Step-by-step explanation:
To find the rate at which the foot of the ladder is moving away from the wall, we can use the concept of related rates. Let's denote the distance between the foot of the ladder and the wall as x, and the distance between the top of the ladder and the ground as y.

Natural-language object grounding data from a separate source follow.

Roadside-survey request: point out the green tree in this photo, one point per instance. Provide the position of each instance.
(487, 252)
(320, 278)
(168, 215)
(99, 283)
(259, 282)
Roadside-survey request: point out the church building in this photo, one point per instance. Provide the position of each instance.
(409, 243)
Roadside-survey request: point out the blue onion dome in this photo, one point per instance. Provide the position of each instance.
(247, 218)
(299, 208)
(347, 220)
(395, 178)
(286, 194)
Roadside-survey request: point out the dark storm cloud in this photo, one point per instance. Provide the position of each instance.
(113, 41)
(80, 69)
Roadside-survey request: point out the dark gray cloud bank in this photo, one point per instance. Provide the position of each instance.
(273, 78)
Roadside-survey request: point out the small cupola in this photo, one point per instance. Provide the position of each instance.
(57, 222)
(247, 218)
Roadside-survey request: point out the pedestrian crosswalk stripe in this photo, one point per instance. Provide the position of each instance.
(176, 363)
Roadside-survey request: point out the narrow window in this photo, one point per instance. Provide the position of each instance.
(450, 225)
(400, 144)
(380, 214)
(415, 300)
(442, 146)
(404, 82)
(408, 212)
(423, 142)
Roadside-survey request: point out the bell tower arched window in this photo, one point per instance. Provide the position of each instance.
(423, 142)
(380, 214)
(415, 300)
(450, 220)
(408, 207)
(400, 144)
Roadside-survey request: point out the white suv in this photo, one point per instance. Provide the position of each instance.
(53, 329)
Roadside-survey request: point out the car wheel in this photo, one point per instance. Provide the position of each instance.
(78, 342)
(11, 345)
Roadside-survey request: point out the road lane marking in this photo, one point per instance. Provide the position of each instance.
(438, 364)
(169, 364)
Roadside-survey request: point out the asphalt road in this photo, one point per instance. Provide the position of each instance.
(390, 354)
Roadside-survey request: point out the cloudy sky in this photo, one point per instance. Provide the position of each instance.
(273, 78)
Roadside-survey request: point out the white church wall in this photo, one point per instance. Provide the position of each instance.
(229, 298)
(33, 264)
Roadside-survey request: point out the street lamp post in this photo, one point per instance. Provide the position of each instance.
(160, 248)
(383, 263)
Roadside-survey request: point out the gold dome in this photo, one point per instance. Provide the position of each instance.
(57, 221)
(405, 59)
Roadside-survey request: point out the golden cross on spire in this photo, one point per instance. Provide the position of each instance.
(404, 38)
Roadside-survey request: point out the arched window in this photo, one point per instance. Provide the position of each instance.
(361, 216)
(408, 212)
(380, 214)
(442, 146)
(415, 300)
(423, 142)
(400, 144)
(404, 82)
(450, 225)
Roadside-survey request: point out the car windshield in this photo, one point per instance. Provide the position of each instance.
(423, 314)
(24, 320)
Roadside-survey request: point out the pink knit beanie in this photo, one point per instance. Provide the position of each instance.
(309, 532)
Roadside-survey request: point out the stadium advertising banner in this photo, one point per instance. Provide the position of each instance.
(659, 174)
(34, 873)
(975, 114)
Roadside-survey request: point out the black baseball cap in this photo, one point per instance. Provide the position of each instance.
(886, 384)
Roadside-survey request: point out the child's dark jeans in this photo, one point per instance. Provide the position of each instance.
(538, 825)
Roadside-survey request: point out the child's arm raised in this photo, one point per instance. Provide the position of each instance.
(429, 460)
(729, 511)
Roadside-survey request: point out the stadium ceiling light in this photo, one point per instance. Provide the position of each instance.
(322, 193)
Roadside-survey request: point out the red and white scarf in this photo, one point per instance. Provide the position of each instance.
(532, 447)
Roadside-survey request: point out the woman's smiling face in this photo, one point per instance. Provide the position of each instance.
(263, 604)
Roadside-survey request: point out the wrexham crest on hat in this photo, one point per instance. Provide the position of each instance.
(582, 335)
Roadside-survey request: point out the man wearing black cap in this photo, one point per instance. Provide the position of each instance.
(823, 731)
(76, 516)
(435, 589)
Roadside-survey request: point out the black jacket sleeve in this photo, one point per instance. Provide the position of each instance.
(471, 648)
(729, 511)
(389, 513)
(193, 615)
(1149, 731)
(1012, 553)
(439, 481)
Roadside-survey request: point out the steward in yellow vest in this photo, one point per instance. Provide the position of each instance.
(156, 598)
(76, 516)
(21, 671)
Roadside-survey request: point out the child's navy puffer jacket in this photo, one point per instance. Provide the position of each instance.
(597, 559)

Since the ladder is sliding down the barn at a rate of 3 ft/sec, we can express the relationship between x and y using the Pythagorean theorem: x^2 + y^2 = 25^2.
Now, let's differentiate both sides of the equation with respect to time (t):
2x(dx/dt) + 2y(dy/dt) = 0. Since x is given as 7 feet, and we want to find dy/dt (the rate at which the foot of the ladder is moving away from the wall), we can substitute these values into the equation and solve for dy/dt.
Plugging in the values:
2(7)(dx/dt) + 2y(dy/dt) = 0.
Since dx/dt = 0 (the distance from the foot of the ladder to the ground is not changing), we have:
14(dy/dt) = -2(7)(3).
Simplifying the equation:
14(dy/dt) = -42.
Dividing both sides of the equation by 14:
dy/dt = -3 ft/sec.
Therefore, the foot of the ladder is moving away from the wall at a rate of 3 ft/sec.